L'éthique est un sujet fondamental qui intéresse la Chambre suisse d'experts en estimations immobilières. Sans faire de philosophie morale au quotidien, l'expert est tout de même régulièrement confronté à une question importante de l'éthique : peut-on servir deux maîtres ? Je vais donner 3 exemples de l'estimation immobilière où l'expert se doit de clarifier la situation selon les critères de la déontologie.

Pas loin d'ici, une grande banque demande à un expert d'évaluer un complexe commercial qui appartient à un avocat qu'elle a dans le collimateur. Quand le rapport d'évaluation est rendu à la banque, l'avocat convoque l'expert pour en connaître le résultat. Ayant travaillé pour la banque, l'expert doit respecter la règle de confidentialité envers elle : il ne peut donc communiquer ce résultat à personne d’autre qu’elle, fût-ce au propriétaire de l’objet expertisé, et répond par la négative à l’avocat. Afin de contourner cette règle, l’avocat propose alors à l’expert de lui donner le même mandat, pour le même objet, et de le payer comme la banque de la totalité de ses honoraires. Il est très tentant d’être payé deux fois pour un seul et même travail, mais l’expert doit refuser là aussi. Toujours eu égard aux critères de confidentialité, il ne peut servir deux mandataires pour le même objet. Cet exemple est simple.

Autre exemple. On voit souvent des courtiers qui proposent une évaluation gratuite aux propriétaires qui leur confieraient le mandat de vente de leur bien. Le courtier recherche des affaires où il fonctionne comme intermédiaire en commercialisant pour un tiers. Il essaie de décrocher un mandat et offre gratuitement l'évaluation pour déterminer le prix de vente. Cet usage est très courant en affaire et le succès du mandat est profitable pour les deux signataires du mandat et le tiers concluant. Toutefois la position du courtier, directement intéressé par la commission de la vente, ne peut pas être considérée comme garante de neutralité dans l'estimation de la valeur. La plupart des courtiers qui se trouvent dans cette position ont ainsi la prudence de requalifier leur travail d'évaluation et de ne produire qu’un "avis de valeur", moins détaillé qu'une expertise et dont la responsabilité est en conséquence moindre. La relation est ainsi mieux clarifiée et les parties se comportent de façon plus transparente. L'éthique de l'évaluation n'est pas remise en question dans cette situation.

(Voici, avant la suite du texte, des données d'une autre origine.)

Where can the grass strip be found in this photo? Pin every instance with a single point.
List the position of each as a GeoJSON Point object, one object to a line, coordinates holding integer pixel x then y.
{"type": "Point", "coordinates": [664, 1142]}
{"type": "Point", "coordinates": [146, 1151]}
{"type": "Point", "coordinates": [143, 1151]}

Le troisième et dernier exemple que je vous rapporte est une situation plus délicate. Un courtier reçoit le mandat de rechercher un immeuble pour un client qui veut investir dans l’immobilier. Pour ce mandat, il sera rémunéré par une commission au moment de l'achat. Le courtier procède à la recherche d'immeubles et il trouve bientôt un immeuble en vente qui pourrait convenir à son client. Jusqu’alors, tout est normal. Le problème éthique survient lorsque le courtier propose au propriétaire actuel de l’immeuble en question, vendeur potentiel, une expertise immobilière gratuite de son bien. Le courtier, dans ce cas, offre son service gratuit à un maître, tout en sachant qu'il serait défrayé sur le même objet pour l'autre maître en cas de vente liée à l’objet de son service gratuit.

Auriez-vous confiance dans le résultat d'une expertise gratuite pour votre maison alors que le courtier, en l'occurrence aussi l'expert en estimations, toucherait une commission de celui qui l’achèterait?

Il semble que dans ce cas de figure il y ait confusion des maîtres, c’est-à-dire des mandants, et conflit de loyauté, donc de neutralité. Il est humainement impossible que l’intérêt du courtier à toucher la commission sur la vente n'influence pas la valeur vénale qu’il attribuera à l’objet analysé afin de favoriser ladite vente. Ce cas de figure existe pourtant et m'a été signalé par un des membres de la CEI qui souhaite que l'on clarifie les questions d'éthique.

L'éthique est une question d'attention de tous les instants et c'est pourquoi elle occupe aussi la Chambre suisse d'experts en estimations immobilières, et ce, d'autant plus que les clients privés ne font pas forcément la différence entre un courtier et un expert en estimations immobilières.

Il n'est pas exclu que les courtiers et les experts soient en concurrence dans certaines situations. Toutefois, ces deux métiers peuvent collaborer et se mettre en valeur réciproquement, à savoir que le courtier fasse appel à un expert pour renforcer sa position dans la négociation. Il me semblerait constructif que cette configuration se développe davantage. Beaucoup de collègues l'ont déjà compris.

Assemblée générale de l’USPI, novembre 2011.